After the venue’s fire alarm went off last weekend, flinging the entire audience, staff, and cast into the absolute pissing rain for an hour, The Late Night Lip Service crowd were, in some cases, literally wet through, but their enthusiasm not dampened in the least.
Exhibitionists beware: the standard for audience participation here is staggeringly high. The “lip sync for your life” moment (which, as any drag aficionado will tell you, is a lip sync battle – two performers, one song, one winner) unearthed some gobsmacking talent in the aisles, and similarly, an audience catwalk went quickly from strutting into vogueing to waaking (the younger, blacker cousin of the vogue.) Only venture stage-ward if you’re prepared to be vastly outshone.
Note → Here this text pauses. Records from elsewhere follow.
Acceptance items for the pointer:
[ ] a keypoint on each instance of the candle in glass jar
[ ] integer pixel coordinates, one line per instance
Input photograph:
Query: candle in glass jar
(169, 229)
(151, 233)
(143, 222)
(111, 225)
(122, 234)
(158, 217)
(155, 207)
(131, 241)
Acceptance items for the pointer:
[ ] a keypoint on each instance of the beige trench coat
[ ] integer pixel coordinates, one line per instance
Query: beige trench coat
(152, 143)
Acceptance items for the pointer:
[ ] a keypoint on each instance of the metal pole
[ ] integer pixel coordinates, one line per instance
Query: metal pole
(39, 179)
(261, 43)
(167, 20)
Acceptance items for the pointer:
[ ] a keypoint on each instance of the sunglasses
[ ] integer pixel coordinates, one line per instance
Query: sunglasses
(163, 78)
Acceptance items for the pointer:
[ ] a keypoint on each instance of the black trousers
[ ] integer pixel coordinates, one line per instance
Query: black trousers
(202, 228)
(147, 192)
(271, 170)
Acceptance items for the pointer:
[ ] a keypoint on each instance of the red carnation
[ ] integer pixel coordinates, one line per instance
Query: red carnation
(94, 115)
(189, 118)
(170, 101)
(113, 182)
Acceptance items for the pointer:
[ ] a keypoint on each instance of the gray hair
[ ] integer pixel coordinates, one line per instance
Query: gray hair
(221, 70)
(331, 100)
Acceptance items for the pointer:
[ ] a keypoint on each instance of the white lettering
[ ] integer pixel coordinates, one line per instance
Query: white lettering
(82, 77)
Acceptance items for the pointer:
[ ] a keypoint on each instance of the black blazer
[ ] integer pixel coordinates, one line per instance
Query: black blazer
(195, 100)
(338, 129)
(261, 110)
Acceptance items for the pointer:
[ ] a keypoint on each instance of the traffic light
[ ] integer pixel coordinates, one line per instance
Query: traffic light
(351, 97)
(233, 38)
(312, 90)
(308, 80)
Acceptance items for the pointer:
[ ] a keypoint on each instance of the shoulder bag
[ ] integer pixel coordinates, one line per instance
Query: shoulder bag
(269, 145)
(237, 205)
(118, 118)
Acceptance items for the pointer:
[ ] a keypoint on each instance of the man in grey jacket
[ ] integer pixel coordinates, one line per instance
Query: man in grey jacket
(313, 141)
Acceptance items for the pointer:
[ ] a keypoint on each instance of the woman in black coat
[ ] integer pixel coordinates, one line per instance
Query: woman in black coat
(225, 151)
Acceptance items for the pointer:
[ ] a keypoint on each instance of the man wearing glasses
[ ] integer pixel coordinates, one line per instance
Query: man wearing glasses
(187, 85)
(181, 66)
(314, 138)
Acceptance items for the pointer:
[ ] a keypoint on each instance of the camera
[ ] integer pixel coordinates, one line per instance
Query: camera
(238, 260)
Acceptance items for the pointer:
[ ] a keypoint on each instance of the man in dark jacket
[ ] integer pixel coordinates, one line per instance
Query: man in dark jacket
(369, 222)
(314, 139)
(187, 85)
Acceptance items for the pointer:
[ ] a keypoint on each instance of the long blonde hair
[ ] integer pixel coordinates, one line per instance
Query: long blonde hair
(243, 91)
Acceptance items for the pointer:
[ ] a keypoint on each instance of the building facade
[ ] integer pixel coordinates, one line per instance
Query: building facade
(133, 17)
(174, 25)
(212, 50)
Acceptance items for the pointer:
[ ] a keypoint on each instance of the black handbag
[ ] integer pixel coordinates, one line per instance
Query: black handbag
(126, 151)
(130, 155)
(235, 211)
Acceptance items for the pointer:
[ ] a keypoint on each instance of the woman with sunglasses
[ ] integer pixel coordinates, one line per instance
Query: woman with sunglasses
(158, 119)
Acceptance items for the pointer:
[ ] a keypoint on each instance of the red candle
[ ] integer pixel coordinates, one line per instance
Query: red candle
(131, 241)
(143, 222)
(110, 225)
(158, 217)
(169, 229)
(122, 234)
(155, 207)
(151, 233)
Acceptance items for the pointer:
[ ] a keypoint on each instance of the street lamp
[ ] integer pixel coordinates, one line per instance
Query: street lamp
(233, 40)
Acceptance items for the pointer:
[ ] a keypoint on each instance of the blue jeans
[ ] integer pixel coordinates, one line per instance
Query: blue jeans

When the audience wasn’t stealing the show, it was screaming its collective face off in mass-scale approval of it. Because Late Night Lip Service is stellar. Part of the hype last weekend was Calvin Arsenia, the Kansas City folk-harpist that many had come especially to see. This young man’s dulcet voice, so smooth and impassioned, vibrates with feeling, is at once commanding and intimate. Arsenia brings this resonant and highly individual folk style to pop classics like Britney’s Toxic and in so doing lends them a gravity and depth that is quietly moving. Queer pop club icon Johnny Woo was another hit, his catchy song “Faggot” subverts the slur hilariously, and perhaps captured the mood of the night, which felt like a genuine celebration of Queer and femme culture. Danny Beard, exemplifies “genderfuck” drag. The Honey Farm, three young Scottish MC’s, completely own the stage, reminding us, as Scotland’s only all-female act, that that the political can be not only personal, but hilarious. It’s the LGBTQ positive vibe, and the positive vibes generally, which unite these fairly disparate acts. That, and of course, Gingzilla.
Gingzilla is compelling, in and out of a variety of excellent outfits. This bearded beauty has a killer voice of their own, equally at ease with the beefy vocals of Immigrant Song or with softer, more feminine pop numbers like TLC’s Waterfalls. The flamboyance escalates from one bombastic entrance to the next, in and out of a dazzling array of highly creative outfits, which sometimes leave little to the imagination, but always demonstrate a lot of it.
A seriously uplifting show, which, this weekend will feature Cazeleon -cabaret camelion, Australian drag circus Yummy, and Tilda- actual-Swinton, amongst others.